X-ray free electron lasers are some of the largest machines used for research today. The two biggest ones are LCLS in Stanford, California and euXFEL in Hamburg, Germany. Each spans multiple kilometres in length, at a similar scale as the large hadron collider (LHC) at CERN (albeit a bit smaller).

They are capable of generating very short, very bright laser flashes at regular intervals. This alone makes them very useful for investigations into ultrafast processes in diverse fields. However, they also provide the benefit of reaching parts of the electromagnetic spectrum that no other Laser source is capable of: the hard X-ray regime.

Illustration of the electromagnetic spectrum with X-rays
The X-ray part of the spectrum can be seen on the left. X-rays have shorter wavelength, higher frequencies, and higher photon energies than say visible light, making them perfect for ultrafast applications. Hard X-rays are particularly energetic, so they correspond to the left part of the region marked as X-rays. Credit.

These properties motivated the development of XFELs, but these huge machines have their own drawbacks. To understand what exactly the challenges of using an XFEL are, we need to first understand how they work.

Inner workings of an XFEL

To dissect what an XFEL is, it’s useful to begin with the name itself: X-ray Free Electron Laser. We now know that it’s a Laser that generates X-rays, so those components of the acronym are clear. But where do the free electrons come in?

Remember that we compared XFELs to the large hadron collider, probably the most famous particle accelerator in the world? That was no coincidence.
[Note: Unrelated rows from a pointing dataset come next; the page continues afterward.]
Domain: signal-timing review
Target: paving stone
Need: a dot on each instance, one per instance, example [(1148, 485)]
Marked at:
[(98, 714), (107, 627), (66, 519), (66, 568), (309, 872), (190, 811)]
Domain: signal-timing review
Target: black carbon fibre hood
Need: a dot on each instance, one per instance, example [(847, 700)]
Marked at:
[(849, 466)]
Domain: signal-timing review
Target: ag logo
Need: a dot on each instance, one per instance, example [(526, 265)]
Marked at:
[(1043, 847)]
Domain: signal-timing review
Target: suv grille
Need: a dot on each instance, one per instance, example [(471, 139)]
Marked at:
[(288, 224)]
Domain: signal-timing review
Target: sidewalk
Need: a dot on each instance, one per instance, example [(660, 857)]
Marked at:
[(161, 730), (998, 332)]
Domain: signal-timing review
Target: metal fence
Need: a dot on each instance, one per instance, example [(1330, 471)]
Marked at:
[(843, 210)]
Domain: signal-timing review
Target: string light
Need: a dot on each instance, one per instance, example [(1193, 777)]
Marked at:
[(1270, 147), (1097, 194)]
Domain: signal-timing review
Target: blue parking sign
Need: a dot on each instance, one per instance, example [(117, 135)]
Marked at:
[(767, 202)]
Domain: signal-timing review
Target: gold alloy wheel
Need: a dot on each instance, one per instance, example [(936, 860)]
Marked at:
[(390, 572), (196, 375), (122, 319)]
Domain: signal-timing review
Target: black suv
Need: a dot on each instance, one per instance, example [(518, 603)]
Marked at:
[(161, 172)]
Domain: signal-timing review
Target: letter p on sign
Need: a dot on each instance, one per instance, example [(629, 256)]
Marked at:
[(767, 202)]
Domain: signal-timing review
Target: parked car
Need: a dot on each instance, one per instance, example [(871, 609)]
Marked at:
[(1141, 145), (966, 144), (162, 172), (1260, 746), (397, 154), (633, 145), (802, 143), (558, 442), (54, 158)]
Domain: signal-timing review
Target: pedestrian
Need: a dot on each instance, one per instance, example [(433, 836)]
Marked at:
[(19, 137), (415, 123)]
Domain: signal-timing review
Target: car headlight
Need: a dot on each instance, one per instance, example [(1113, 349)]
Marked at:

Indeed, every XFEL is built around a particle accelerator. The two main differences are:

  1. XFEL accelerators are usually linear accelerators (LINACs), whereas the LHC is a circular accelerator.
  2. XFELs rely on the acceleration of electrons, whereas LHC accelerates protons.

The “Free Electrons” in XFEL are those that are being accelerated! They are usually generated in bunches from an electrode, and then accelerated using so-called radiofrequency (RF) cavities. Each cavity contains an electric field that will push the electrons and, if timed correctly, the electrons keep accelerating through all of them. If the timing is off, the electrons can instead be pushed back by a cavity, causing them to slow down. As the electrons travel through a tube that contains a vacuum, they collide with nothing and can be accelerated to very close to the speed of light. This speed is important for generating the laser, because XFELs rely on the electrons being able to keep up with any light that’s emitted.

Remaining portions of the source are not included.